Nathaniel, atento desde la ventana, sonreía con cierto gusto, concierto placer, el verlos enfrentados, el verlos cara a cara ante el atisbo perenne de la idea haciendo estragos con ambos, sin cuartel. Lo disfrutaba, sobre todo, porque estaba en primera fila, pero sabía que faltaba algo, que hacía falta algo más.

Caleb y Jeremy, en medio de un incómodo y prolongado silencio, permanecieron uno junto al otro, sin decirse nada, pero pensando demasiado. El tablero estaba para ellos y solo para ellos: era la idea de aquel sueño que había tenido. No se sintió preparado para tal cosa, así como Jeremy, en su propia y aparatosa confusión recién nacida, no sabía cómo lidiar con la presencia del muchacho del cabello negro.

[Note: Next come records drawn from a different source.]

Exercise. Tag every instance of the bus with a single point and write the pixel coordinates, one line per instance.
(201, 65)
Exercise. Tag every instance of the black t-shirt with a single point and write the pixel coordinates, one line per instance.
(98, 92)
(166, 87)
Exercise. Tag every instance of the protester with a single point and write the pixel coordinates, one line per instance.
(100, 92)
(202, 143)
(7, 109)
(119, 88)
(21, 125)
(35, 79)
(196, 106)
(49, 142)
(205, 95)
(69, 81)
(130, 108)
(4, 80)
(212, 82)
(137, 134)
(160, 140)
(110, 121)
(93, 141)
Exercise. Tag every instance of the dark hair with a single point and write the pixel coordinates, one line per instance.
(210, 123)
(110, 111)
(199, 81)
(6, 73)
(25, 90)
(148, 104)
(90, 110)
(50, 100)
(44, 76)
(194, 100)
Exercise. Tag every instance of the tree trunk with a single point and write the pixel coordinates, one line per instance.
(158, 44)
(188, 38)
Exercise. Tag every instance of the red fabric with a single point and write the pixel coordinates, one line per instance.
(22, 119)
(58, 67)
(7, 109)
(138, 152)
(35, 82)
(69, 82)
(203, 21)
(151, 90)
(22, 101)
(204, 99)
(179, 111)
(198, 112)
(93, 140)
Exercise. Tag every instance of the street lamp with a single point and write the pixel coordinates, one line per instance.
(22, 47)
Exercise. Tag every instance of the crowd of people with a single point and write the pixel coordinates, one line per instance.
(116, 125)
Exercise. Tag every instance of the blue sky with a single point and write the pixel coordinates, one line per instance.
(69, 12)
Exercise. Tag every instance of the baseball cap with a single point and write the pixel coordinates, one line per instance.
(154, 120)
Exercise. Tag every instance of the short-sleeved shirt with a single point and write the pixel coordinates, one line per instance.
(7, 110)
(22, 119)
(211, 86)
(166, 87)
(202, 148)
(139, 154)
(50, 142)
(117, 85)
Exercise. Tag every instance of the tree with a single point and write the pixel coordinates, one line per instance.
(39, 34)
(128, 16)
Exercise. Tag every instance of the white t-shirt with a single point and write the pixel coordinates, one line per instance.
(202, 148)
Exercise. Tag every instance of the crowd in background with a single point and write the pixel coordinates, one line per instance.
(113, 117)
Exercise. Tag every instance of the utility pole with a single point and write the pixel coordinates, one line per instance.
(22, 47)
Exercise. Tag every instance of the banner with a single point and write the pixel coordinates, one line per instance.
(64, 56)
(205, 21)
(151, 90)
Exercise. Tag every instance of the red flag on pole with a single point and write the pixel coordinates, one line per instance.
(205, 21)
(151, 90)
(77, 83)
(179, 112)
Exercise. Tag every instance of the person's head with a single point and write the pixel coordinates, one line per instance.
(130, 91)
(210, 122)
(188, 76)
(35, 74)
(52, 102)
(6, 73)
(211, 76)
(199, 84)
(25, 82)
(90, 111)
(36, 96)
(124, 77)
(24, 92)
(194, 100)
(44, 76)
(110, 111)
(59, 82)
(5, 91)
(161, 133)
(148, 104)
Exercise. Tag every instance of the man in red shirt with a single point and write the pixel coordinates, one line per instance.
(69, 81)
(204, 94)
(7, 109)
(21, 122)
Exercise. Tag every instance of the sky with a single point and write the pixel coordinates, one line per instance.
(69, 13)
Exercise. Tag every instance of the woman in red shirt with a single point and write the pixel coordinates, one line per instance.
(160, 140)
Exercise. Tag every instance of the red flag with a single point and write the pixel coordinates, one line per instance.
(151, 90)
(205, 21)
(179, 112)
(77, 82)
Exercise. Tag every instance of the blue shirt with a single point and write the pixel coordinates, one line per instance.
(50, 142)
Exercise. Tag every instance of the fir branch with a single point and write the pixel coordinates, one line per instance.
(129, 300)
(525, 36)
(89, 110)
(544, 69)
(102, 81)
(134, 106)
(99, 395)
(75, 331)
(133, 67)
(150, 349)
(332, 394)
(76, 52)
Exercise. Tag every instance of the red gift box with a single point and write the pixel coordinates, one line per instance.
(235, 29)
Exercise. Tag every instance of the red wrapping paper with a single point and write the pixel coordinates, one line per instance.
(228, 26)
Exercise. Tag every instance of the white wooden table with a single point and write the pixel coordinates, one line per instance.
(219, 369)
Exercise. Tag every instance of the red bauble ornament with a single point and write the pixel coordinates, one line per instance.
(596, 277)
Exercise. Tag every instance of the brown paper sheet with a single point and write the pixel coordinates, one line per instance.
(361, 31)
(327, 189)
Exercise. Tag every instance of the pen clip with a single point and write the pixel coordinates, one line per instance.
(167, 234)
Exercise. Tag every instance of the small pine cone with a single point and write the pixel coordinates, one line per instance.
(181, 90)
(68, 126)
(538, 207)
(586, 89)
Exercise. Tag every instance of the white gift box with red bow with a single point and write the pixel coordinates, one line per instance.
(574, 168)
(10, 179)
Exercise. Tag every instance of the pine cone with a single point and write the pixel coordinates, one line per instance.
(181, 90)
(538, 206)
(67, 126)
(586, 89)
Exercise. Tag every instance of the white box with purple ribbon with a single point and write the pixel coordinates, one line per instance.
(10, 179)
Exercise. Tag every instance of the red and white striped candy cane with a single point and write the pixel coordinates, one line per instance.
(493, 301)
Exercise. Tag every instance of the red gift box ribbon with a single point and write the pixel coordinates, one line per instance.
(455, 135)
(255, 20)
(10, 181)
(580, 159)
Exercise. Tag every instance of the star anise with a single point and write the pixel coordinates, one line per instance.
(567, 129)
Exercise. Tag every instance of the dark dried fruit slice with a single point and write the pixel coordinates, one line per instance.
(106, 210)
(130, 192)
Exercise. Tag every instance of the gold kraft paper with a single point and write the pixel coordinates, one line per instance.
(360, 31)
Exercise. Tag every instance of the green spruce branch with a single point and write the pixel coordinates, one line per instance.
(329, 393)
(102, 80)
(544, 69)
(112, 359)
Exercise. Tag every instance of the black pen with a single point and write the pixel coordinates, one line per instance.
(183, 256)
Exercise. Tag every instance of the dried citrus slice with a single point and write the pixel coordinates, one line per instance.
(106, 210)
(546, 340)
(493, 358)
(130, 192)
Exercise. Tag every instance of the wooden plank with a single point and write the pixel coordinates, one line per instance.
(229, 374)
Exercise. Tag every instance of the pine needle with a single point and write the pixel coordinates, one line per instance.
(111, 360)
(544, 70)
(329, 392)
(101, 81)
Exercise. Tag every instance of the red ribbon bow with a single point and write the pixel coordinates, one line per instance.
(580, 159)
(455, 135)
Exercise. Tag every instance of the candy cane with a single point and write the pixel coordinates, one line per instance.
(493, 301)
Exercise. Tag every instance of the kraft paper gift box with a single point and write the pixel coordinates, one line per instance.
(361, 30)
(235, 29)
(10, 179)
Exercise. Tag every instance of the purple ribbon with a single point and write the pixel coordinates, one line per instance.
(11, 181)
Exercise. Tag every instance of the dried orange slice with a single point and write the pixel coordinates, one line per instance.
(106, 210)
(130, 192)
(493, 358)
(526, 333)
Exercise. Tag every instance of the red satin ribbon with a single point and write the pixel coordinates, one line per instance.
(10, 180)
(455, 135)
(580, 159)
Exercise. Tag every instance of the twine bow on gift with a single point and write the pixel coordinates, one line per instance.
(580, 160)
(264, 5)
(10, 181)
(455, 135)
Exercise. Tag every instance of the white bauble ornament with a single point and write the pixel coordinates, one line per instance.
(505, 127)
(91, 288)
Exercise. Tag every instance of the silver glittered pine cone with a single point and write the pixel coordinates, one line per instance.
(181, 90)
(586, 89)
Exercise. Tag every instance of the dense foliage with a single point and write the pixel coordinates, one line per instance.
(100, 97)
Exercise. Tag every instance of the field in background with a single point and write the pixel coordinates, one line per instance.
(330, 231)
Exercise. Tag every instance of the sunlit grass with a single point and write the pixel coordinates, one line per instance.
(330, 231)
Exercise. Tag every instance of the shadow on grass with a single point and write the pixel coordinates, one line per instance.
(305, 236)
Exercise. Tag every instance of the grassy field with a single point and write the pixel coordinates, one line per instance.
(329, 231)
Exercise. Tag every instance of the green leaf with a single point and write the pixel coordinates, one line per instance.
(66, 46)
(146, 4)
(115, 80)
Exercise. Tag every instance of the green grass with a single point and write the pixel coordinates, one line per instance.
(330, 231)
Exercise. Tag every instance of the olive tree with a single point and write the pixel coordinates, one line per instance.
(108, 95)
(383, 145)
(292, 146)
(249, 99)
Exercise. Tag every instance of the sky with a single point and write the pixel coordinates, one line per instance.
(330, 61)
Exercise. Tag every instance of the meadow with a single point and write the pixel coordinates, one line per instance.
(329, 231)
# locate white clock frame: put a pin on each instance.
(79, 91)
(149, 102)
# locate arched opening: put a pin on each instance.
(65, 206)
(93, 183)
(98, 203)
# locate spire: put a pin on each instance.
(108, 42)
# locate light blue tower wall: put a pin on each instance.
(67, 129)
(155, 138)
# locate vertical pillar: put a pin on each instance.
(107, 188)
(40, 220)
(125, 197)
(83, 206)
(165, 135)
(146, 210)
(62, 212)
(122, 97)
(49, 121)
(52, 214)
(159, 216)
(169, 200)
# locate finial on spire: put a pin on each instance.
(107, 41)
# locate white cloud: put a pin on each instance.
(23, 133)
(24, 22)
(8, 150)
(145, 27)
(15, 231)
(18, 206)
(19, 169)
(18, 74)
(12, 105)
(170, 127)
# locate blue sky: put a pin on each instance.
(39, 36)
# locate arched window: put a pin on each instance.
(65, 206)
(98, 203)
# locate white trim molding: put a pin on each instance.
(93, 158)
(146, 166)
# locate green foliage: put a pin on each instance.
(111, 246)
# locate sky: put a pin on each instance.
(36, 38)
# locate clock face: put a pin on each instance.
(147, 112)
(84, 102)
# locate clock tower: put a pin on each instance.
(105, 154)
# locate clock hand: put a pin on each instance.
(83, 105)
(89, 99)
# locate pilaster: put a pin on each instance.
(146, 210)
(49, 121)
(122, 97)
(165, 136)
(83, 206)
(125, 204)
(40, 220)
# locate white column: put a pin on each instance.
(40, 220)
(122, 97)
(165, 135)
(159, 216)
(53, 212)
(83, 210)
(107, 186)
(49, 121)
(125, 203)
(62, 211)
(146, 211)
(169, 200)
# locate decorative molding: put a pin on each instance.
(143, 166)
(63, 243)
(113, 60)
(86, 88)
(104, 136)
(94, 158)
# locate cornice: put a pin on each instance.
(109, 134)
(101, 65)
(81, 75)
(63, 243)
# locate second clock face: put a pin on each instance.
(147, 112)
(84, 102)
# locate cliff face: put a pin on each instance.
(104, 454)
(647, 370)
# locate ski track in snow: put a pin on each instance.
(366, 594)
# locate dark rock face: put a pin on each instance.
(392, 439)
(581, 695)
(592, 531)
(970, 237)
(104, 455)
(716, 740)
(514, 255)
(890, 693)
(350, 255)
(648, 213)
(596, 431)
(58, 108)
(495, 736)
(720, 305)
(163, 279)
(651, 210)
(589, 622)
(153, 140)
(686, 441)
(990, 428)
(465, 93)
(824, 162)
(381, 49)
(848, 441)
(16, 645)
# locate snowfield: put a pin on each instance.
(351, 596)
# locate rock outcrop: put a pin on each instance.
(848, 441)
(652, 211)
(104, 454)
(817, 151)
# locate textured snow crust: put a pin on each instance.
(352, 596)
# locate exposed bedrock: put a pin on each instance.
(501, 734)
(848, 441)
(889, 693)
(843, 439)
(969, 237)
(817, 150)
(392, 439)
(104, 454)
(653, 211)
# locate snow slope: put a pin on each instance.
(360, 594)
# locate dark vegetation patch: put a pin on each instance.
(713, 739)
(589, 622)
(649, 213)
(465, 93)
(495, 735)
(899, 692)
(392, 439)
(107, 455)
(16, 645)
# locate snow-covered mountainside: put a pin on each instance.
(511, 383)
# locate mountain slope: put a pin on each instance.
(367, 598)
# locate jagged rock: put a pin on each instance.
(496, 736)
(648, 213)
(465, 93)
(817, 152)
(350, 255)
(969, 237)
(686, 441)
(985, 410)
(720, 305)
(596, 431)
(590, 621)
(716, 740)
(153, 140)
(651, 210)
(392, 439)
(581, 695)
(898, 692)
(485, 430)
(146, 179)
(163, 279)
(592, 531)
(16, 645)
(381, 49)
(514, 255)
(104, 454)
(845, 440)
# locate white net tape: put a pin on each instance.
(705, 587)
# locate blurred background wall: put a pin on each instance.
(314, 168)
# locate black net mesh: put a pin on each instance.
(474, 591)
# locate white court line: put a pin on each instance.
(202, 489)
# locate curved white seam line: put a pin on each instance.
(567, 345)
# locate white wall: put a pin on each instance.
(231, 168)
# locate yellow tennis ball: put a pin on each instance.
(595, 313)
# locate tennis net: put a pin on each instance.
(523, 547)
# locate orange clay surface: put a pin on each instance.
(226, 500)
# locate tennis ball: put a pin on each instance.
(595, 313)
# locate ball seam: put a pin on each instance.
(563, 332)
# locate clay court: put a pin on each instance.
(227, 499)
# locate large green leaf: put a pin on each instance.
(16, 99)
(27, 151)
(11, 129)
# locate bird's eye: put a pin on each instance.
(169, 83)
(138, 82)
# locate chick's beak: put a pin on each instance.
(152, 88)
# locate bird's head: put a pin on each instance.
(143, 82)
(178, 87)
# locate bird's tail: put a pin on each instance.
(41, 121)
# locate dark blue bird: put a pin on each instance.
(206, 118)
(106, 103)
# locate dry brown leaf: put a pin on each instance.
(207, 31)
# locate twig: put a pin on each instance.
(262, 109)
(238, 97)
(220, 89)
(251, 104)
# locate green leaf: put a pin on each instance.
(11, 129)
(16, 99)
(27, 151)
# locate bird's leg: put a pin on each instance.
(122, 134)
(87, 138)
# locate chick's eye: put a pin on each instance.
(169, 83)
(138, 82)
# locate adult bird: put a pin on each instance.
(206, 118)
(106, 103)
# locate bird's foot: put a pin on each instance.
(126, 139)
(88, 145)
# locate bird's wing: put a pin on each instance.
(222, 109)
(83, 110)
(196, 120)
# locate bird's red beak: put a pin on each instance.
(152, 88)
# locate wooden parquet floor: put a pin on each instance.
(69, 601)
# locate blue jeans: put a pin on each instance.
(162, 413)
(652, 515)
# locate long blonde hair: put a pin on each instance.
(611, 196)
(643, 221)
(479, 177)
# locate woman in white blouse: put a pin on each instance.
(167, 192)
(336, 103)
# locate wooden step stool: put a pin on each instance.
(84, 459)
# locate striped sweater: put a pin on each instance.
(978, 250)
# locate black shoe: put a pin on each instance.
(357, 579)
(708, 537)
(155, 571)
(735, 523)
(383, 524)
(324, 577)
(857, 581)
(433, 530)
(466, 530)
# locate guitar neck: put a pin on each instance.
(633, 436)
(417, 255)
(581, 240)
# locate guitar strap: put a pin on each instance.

–¿Si te pregunto una cosa, aparte de esta –suelta repentinamente dándose su tiempo para culminar; –serías del todo honesto conmigo? –Caleb se le quedó mirando un rato antes de responder.

–Depende de la pregunta, supongo –responde intentando lucir tranquilo.

–¿De verdad solo quieres ser mi amigo?

La pregunta lo dejaría, aparte de increíblemente indefenso, un tanto confundido y atemorizado. No sabía cómo interpretarla, mucho menos responderla. No sabía si había sido demasiado descuidado, si había sido descubierto, o no, por aquel delgado y primoroso muchacho que lo miraba con el rostro tintado.

–El novio de tu enemigo no es tu novio, todavía –le susurraría al oído el Nathaniel imaginario mientras lo golpeaba con el codo, una y otra vez, como presionándolo a responder, obligándolo a dejarse llevar por su voz, por su intención insensata y así caer, ciegamente, en el peligroso terreno de las verdades dichas con el corazón en la mano.

Jeremy, inmóvil, esperaría una respuesta que, sabía, no obtendría de buenas a primeras. Esperaría, también, un mínimo de probabilidades de estar equivocado y, así, no verse envuelto en otro incidente de corazones incomprendidos. Sobre todo, porque, como lo sentía en su interior, sería imposible zafarse de algo que, por descuido, ya lo había mordido.